In photography a pretty common term is “rule of thirds”. But another compositional photography term is “rule of odds: Here is the definition of the “rule of odds”. I try to use it as much as possible but it is hard with moving birds. It takes time, patience and luck. Also important is the “rule of odds” also can be applied to groups of odd numbers as in a 3 different groups of birds or whatever. Be careful with the odds, I find 3 objects works well, anything else gets lost.
Try to be objective about your photos. At first glance I liked the above photo but the more I looked the more flaws I saw. I saw the blurred foot especially. The blur drew my eye to the wrong spot. The twig in front of the Black-crowned Night-Heron was a distraction too. Trying to rationalize will only make it worst. It was a good try under difficult conditions to even get this particular shot. But it is not a wall hanger. Delete it and move on. Time will erase your feelings for this photo.
The original interesting photo looked like this:
Sometimes just changing the photo slightly can make a difference. I do it often particularly with bird head shots.
The number one element in obtaining a merit photo (80 or above in most cases) is impact. There are exceptions, BUT, don’t lose sight of impact. Usually a good impactful photo tells a story. Judges / people should not have to wonder what the photographer is trying to say through the photo.
Sometimes I get “brain freeze” and just can’t seem to have an idea what I want to photograph. Here is an example of what I found on my patio. A honeybee busy at work. Opportunities are all around if you are patient. Sometimes I just sit and wait for a gift to come along.
There are good photos, very good photos and then exceptional photos. What they all have in common besides good composition is the Wow Factors- Impact and the ability to convey a compelling story. If a photo does not need a title to tell the story then your really on the right track. The title is just the icing on the cake. Here are some examples:
Often when shooting macro or really close-up, I could use something to hold a leaf, branch, flashlight, light diffuser or just something to gently push something else to the side. I like to use what is called a Plamp II. The official name is a Wimberley Plamp II. Here are a few photos of the Plamp II in action and CLICK HERE for a You Tube video link that will give you more information and ideas:
In this series of photos, I used the Plamp II by attaching it to a chair and the stem of milky weed. It helps too when the wind is blowing and you attach the Plamp to the stem of a flower to give it more sturdiness. Also, as I said before, you can use the Plamp just to move other vegetation to the side and out of the way of the shot without damaging any plants or living things. The video gave me the idea of using a small flash light which can come in handy too.
The world is full of unusual situations. This includes the world of nature.

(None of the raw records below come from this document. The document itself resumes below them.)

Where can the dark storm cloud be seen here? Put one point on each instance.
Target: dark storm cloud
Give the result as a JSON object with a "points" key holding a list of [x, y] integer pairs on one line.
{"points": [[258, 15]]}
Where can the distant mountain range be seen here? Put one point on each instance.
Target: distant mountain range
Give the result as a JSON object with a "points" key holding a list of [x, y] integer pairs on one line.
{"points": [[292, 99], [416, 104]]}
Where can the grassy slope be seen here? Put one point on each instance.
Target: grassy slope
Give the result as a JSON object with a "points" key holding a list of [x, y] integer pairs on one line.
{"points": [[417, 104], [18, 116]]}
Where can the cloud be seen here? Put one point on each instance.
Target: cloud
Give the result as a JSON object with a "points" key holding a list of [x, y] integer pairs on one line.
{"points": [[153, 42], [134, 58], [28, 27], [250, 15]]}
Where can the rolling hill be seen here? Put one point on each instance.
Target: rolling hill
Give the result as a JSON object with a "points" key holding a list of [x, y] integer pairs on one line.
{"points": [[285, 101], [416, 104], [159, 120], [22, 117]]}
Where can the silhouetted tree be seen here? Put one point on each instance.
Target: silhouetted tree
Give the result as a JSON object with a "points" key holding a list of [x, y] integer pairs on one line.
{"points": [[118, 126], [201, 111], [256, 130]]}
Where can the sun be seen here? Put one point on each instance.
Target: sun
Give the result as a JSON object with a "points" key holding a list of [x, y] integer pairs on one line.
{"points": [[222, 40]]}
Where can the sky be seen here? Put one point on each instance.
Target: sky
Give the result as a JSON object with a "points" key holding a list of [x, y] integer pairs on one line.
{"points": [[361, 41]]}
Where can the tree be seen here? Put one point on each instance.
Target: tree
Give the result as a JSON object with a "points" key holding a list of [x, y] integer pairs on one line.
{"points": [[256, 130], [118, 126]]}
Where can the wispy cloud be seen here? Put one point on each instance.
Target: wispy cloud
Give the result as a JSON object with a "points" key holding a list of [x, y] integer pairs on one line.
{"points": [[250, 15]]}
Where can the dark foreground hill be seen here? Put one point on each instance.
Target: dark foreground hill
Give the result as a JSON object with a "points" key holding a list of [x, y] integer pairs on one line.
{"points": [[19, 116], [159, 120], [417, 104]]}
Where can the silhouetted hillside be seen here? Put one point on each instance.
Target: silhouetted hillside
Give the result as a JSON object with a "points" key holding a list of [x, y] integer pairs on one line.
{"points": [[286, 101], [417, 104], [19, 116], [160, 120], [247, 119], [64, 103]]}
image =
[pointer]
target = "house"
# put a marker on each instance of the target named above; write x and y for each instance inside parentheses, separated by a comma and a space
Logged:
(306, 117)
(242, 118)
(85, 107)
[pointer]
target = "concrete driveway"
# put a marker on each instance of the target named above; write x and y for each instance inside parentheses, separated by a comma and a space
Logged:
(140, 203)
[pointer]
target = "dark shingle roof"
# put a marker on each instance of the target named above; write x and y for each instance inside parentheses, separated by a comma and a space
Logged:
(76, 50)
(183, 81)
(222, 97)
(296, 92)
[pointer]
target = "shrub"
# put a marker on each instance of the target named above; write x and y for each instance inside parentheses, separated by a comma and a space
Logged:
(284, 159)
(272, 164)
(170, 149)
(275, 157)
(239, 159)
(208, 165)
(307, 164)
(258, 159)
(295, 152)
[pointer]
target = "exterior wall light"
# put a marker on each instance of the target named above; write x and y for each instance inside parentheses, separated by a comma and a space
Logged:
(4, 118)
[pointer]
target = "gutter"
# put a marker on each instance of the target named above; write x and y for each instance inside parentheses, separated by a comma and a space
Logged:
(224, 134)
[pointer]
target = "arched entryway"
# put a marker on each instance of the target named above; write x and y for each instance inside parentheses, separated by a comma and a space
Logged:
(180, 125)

People ask me how do you do it. My answer is patience, anticipation and luck. I also say that being in the right place at the right time is a factor, but, that could be considered luck too. To make your photos interesting wait for interesting things to happen. Try to place yourself in the right circumstance or place to increase your chance of a good opportunity. A bird on a branch is ok, but a bird on a branch with an insect is better, a bird on a branch with an insect feeding a baby is even better. I think you get the idea.
Right from the start of my photographer adventure, it was pounded into my head that IMPACT, FOCUS, AND STORY TELLING are key ingredients to a good photo. I would add COLOR OR NO COLOR (black and white) HELPS TOO. Here are some photos that get the point across.
Riding the Crest
Good Action and certainly tells the story. Surfers are magnificent athletes. A good site to use concerning surfing conditions is: www. surfline.com
Tells the Story and has impact. This Osprey flew with this long piece of moss like material and landed not too far away from me. I was ready with my 500mm.
Story and Impact- Sea Otters are really fun to watch. They have really strong teeth. They seem to always be playing.
Munch Munch Munch
Story, Impact, Focus and Color- This is a Monarch larvae. I read that the Monarch butterfly will be extinct in 20 years.
Follow the Sun
In past blogs, I mentioned look behind you. I was walking with my back to this sunset because the tide was rising fast and I did not want to get caught without an exit. Every 100 feet or so I would turn around and shoot, turn around and shoot. This was one of the many shots I got. I used a tripod and slowed the shutter down along with a Variable Neutral Density Filter. Simple but tells the story, has impact and is colorful.
A bird with something in it’s mouth, or singing the blues is more interesting than a tight billed bird. I understand that sometimes there is an outstanding shot of a bird with nothing in its mouth and it is not singing. But, in general try to get that type of action. Fighting or using its claws is fair game too. Note too that all four photos tell a story. The Belted Kingfisher with the minnow in its mouth was a lucky high percentage shot. Kingfishers are one of the toughest birds to photograph. They are fast, elusive and don’t like a lot of people around. The settings using a 5oomm canon lens with a 1.4x extender was: f/9.5, iso 800, 1/2000.
Nice shot of the Spotted Towhee but compared to the other “action” shots it is out of the competition.